En el seno de la Hermandad de Nuestra Señora del Rocío ha caído como un tiro que el obispo de Segovia, César Franco, haya prohibido el Vía Lucis Mariano que tenía previsto celebrar el próximo domingo, 24 de febrero, con motivo del traslado de la imagen de la Virgen del Rocío del convento de Santa Isabel a la iglesia de San Sebastián, templo donde está el camarín que la va a custodiar a partir de ahora. Según el presidente de la Hermandad, José Manuel Ansoleaga, el prelado se ha sentido ofendido porque primero se pidió permiso a la alcaldesa de Segovia, Clara Luquero. «Nos dirigimos primero a la alcaldesa. Suponíamos que es el Ayuntamiento la institución a la que compete dar la autorización para celebrar una procesión como la que teníamos organizada, y, una vez obtenido el permiso verbal de la propia alcaldesa, nos dirigimos al obispo para pedirle la autorización. Sorprendentemente, el martes recibimos una llamada del Obispado que nos comunicaba que el obispo prohibía la celebración de la procesión, al entender que es él quien primero tiene que autorizarla. Bueno, aunque no la compartimos, acatamos la decisión y celebraremos la procesión dentro del templo».

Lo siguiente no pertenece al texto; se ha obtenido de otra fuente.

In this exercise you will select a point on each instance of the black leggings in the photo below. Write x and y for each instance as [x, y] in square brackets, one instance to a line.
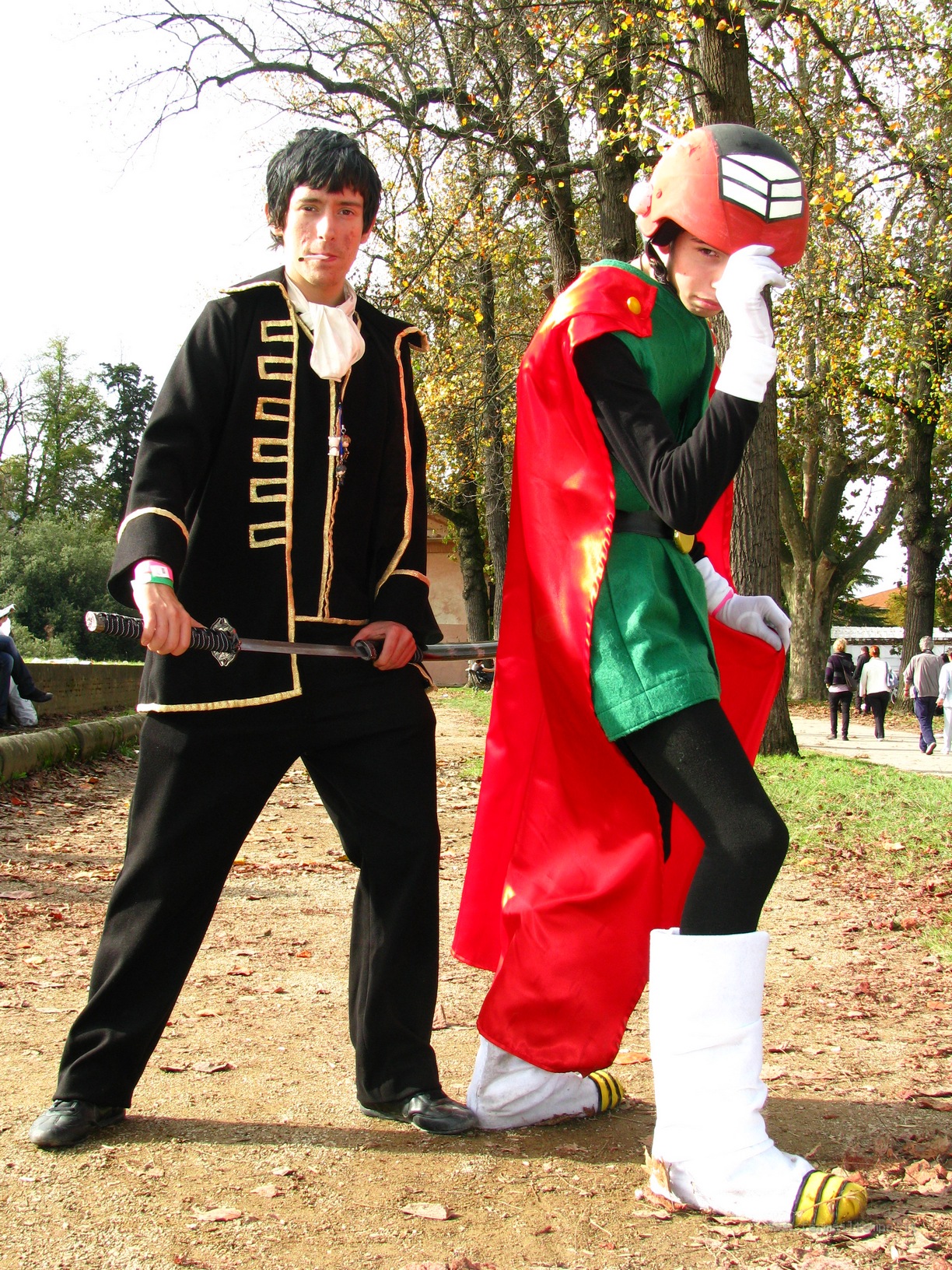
[841, 701]
[693, 760]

La Hermandad de Nuestra Señora del Rocío quería celebrar un Vía Lucis Mariano por el centro de la ciudad, entre el convento de Santa Isabel y la iglesia de San Sebastián, con catorce paradas o encuentros. Estaba previsto que en la procesión tomaran parte la mayoría de las hermandades del Rocío de la zona centro del país, que iban a fletar autobuses para desplazar a sus fieles a Segovia, así como tres bandas de cornetas y tambores de la propia ciudad, grupos de danzas, varios coros rocieros, etcétera. «Esperábamos la participación de unas trescientes personas, que iban a mostrar su respeto y devoción a la Virgen del Rocío. Se trataba de dar al traslado todo el boato y el respeto que se merece», señala Ansoleaga.

Confusiones

Ante la negativa de la diócesis, la junta de gobierno de la Hermandad decidió el mismo martes por la noche trasladar todos los actos previstos al interior del templo de San Sebastián. Ayer, tras una reunión con el Obispado, la Hermandad acabó asumiendo una serie de errores en un comunicado público que incluía tres puntos: primero, que en su escrito para pedir la autorización al Obispado, la Hermandad del Rocío no especificó que los permisos municipales obtenidos «fueron verbales» después de una reunión con la alcaldesa, «lo que induce a error»; segundo, que cuando se solicita permiso al Obispado, se debe realizar una consulta al vicario de Pastoral sobre el protocolo a seguir en la procesión y «una serie de confusiones hace que se crea que es al vicario general al que se le ha consultado, y esto también induce a error»; y tercero, que la Hermandad del Rocío «reconoce estos errores y acata la decisión del señor obispo de suspender la procesión».

José Manuel Ansoleaga dio por zanjada la polémica y destacó el apoyo que la Hermandad del Rocío de Segovia ha recibido a la hora de organizar la procesión: «Nos congratula decir que todas las asociaciones, hermandades y grupos nos han mostrado su apoyo y colaborarán con nosotros durante el acto, que sigue en pie, aunque en otro formato». El Obispado ha eludido hacer declaraciones.

El Vía Lucis se celebrará el domingo, a las 11 de la mañana, en el interior de la iglesia de San Sebastián. «Todos los segovianos que deseen asistir pueden hacerlo», señala Ansoleaga.